Author: Kate Pearce
Mood: If you want nothing more than easy reading and lots of steamy cowboy lovin’.
This is one review I never, ever pictured myself writing.
But I’ve been on this quest to become well-rounded in all things Western, and I can’t keep saying I’ll read ‘all’ kinds of Westerns unless I actually try every type of Western book I find. So here I sit, having just finished The Reluctant Cowboy, trying to figure out how to review a modern cowboy romance.
I picked this particular book because it has such high reviews everywhere you look – Goodreads, Amazon, Barnes and Noble, the works. And if I was going to read a steamy Western, I wanted the best steamy f*cking Western out there.
And it’s… definitely steamy.
The Reluctant Cowboy tells the story of Chase Morgan, and uptight Silicon Valley millionaire who has hurled himself into making money to avoid his past. His grandma asks him to return to the massive family ranch, to look into a financial mystery that could leave poor Grandma Ruth homeless.
When Chase comes home, he finds that someone else is living with Ruth.
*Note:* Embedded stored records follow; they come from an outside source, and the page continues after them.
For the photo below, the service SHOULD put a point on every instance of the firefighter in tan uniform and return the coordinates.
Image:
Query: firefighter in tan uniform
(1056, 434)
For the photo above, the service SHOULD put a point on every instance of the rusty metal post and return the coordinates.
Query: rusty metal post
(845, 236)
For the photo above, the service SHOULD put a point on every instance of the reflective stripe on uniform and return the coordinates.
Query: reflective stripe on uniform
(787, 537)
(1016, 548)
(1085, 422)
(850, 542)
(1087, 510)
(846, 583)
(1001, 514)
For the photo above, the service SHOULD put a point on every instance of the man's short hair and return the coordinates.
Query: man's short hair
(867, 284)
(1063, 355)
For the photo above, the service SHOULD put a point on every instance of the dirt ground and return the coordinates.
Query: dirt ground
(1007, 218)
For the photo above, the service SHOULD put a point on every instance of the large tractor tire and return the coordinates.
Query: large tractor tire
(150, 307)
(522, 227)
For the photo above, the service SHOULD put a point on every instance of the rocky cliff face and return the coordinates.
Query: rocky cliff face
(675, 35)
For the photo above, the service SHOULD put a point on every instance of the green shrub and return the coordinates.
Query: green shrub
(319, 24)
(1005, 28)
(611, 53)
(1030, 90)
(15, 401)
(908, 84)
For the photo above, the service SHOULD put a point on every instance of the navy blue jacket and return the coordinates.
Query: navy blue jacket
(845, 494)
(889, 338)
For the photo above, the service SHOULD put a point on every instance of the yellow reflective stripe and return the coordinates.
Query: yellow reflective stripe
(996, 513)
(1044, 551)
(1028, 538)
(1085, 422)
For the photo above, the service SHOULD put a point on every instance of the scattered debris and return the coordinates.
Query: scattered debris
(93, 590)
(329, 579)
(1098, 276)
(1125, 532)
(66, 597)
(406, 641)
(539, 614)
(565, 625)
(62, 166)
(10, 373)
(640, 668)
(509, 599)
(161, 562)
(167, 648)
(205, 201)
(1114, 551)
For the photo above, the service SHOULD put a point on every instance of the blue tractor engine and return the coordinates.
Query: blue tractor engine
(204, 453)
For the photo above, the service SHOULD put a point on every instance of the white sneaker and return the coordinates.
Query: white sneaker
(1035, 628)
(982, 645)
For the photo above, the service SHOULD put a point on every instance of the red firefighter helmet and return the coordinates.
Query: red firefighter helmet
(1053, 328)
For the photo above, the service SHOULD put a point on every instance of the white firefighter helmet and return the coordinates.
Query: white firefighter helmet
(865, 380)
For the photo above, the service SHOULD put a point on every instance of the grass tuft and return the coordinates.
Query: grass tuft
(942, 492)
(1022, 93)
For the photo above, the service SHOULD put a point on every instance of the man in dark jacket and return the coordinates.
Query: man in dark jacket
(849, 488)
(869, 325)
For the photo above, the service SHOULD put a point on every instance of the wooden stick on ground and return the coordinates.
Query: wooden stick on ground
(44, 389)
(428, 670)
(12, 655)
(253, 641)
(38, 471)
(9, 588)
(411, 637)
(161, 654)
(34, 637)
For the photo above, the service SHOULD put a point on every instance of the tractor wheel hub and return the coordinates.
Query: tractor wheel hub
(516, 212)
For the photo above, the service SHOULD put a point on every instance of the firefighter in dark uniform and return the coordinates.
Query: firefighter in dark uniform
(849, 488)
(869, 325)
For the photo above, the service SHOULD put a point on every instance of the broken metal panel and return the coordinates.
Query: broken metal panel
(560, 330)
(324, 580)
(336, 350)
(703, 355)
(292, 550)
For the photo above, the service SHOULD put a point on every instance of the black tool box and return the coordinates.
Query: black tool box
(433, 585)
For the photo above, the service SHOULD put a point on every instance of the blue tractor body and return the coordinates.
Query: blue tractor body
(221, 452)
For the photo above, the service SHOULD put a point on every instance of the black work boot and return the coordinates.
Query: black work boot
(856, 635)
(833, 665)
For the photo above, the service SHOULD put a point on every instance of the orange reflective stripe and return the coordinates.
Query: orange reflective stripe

January Mitchell is a leggy, California-blonde historian who has been working at the ranch in exchange for access to all of its historically juicy nooks and crannies. She’s determined to save the Morgan ranch, but Chase wants Ruth to get rid of it.
Will these two gorgeous creatures continue to butt heads, or will they work it out – between the sheets?
I had to approach this review as a kind of apples-to-apples thing. You can’t compare a cowboy romance to, say, The Sacketts series.
Now, I’ve only ever read one other romance novel. When I was in my 20s, I was working at a public library and trying to be a more well-rounded reader in general, so I tried one of the sexy-looking books from that shelf burgeoning with oiled six-packs and heaving bosoms. I’m definitely not an expert on what makes a good romance, but at least I have SOME concept of the genre.
The Reluctant Cowboy seems like it hits all the marks.
- It’s got a man in a Stetson with a glistening, tanned six-pack on the cover (although it looks like they gave him the wrong size shirt because it’s way too short and the pockets are weirdly high… probably no one else is looking at his pockets…)
- The story moves quickly, and has more actual story to it than I expected
- Everybody seems to be good-looking; even the grandma apparently is slim with “narrow hips” which for some reason needed to be noted; I can only assume this means at some point in the Morgan Ranch series there will be a steamy volume about Ruth and some silverfox rancher?
- The writing is technically good – Pearce does a great job of varying her descriptive terms, so it’s not just the same adjectives over and over again to describe the good-looking people
- The horse parts are pretty decent as well, I didn’t find myself irked over anything that horses wouldn’t do or that wouldn’t happen in a barn
- There’s a lot of sex happening here
Oh yeah, this The Reluctant Cowboy is SMUTTY!
I don’t think it requires a spoiler alert to say that these sexy people get down to some super sexy times. I was blushing through a good portion of the book. And Pearce keeps it erotic; she’s careful to avoid the kind of terminology that would feel more porno than ‘love-making’, so you aren’t jarred out of the romance of it all.
I read one review that said The Reluctant Cowboy is full of toxic masculinity because Chase prefers to not experience shitty feelings, makes some mistakes in his new attempts to relax, and because January forgives him when he immediately apologizes for said mistakes.
Okay, you’re expecting WAY too much of a romance novel, or any kind of novel, if a person with a messed up childhood is supposed to have no character flaws. Plus, it’s a friggin’ romance. The point isn’t to spend the whole book working through heavy, depressing conversations – save that for your Oprah picks. We want the sexy sex!
Good lord, they’ve turned me into one of them.
Anyway, I think if you like cowboys and you like romance, you’d be into this book. I gave it four stars on Goodreads because it feels like a strong example of the genre – and I’m saying it’s a four-star romance, not comparing it to my four-star cowboy graphic novels or Western non-fiction that have a whole other standard. I just couldn’t bring myself to give it five stars, because everything is still way too convenient, and Chase thinks and says things that you can just tell weren’t written by a rugged cowboy.
But it’s close enough, and you quickly forget that stuff with all the sex happening.